En una entrevista reciente, Jiménez Lozano lamentaba que hubiera gentes con tan mala opinión de la especie humana que no encuentran razón alguna para que continuemos sobre la Tierra. Para él no cabía ninguna duda: merece la pena vivir, porque hay personas, pájaros, un apretón de manos y un gato, entre otras cosas que están muy bien. Y porque existe el sonido de las campanas, del que decía Hegel que “está para recordarnos que la historia tiene sentido, y nuestra vida también”, como apuntaba el escritor.

Pasan los días, unos pocos, y la vida que conocíamos ha desaparecido, o late lejos. Todavía nos queda un trecho en el desierto y comenzamos a sentirnos débiles, y nos estamos haciendo mayores, casi de golpe, al despertar de la ensoñación de que la salud estaba casi garantizada. Las ganas de vivir son quebradizas y se reparten de una forma muy desigual entre las gentes de cualquier edad, y más en tiempos de zozobra. Por eso necesitamos que nos acompañen los viejos y los frágiles, los que con todos sus problemas se agarran a la vida, te saludan y te animan a seguir cruzando calles, todas las que vengan.

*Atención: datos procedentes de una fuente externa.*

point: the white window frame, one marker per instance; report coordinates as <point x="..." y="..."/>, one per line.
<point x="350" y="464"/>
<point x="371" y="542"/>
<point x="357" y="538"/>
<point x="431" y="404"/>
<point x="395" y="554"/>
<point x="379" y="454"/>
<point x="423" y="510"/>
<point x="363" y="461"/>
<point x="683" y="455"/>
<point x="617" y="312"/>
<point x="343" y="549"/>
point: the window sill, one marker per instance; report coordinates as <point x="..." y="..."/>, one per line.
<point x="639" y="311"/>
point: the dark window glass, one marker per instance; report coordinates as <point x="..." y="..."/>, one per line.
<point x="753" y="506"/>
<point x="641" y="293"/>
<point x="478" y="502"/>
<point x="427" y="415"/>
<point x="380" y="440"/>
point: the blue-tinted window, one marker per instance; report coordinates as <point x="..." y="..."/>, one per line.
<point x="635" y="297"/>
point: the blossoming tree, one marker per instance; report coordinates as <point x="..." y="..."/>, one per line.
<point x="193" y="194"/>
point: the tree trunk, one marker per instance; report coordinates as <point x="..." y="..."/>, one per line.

sábado, 21 de marzo de 2020

Un guerrero

Pensando en Kyûzo. Podría ser un Bogart, sin socarronería, o un Wayne, si le despojas de su liderazgo natural. Un tipo que hace lo que tiene que hacer, sujeto a su destino, un guerrero contenido, disciplinado y eficiente. No sabemos si en el pasado fue un santo, o un delincuente, y nos da igual. Se embarca en la tarea más peligrosa "como quien va de paseo", como dice su admirador, el joven Katsushiro. Tras la lucha se sienta, apoya la cabeza en la katana y descansa. El campo de flores existe, como existe el amor tierno de su pupilo por la chica de la aldea. Pero no es el papel que a él le ha tocado. Al final, resuenan las palabras de Kanbei: el pueblo gana, los samuráis pierden. Qué mirada, la de Kyûzo. Y él, ¿tendría miedo?


martes, 17 de marzo de 2020

La manzana sanadora

Érase una vez tres caballeros que disputaban por el amor de una princesa. Ella enfermó gravemente, y el único remedio estaba en una manzana que crecía a miles de kilómetros de distancia. El rey prometió la mano de su hija, y su reino, a quien lograra traer el remedio. No voy a explicar todos los detalles, pero la manzana llega y salva a la princesa, gracias a la aportación de los tres jóvenes (uno es el que avisa a tiempo sobre la calamidad, el otro proporciona la alfombra voladora para no perder un segundo, el tercero es el que consigue la manzana), y ellos se enzarzan en una pelea para dirimir quién fue el que la salvó. El veredicto del rey es claro y justo: todos pusieron de su parte, ninguno fue el vencedor, o todos lo fueron, y felizmente la princesa se casó con quien eligió.

En estos días extraños todos nos preguntamos qué trabajos son más necesarios. Los que cuidan de la salud de todos son los primeros, eso ahora lo entendemos bien. Es emocionante escuchar los aplausos desde las ventanas, aplausos de reconocimiento y también de miedo compartido. Nos admira cómo pueden prepararse para el trabajo, adentrarse en una situación incierta, y hacer lo que tienen que hacer. Nos gusta imaginar que son héroes, pero su mérito es que no lo son: son como todos, tienen miedo, están cansados, los recursos son dolorosamente insuficientes, y aunque no saben hacia dónde conduce el camino, siguen andando.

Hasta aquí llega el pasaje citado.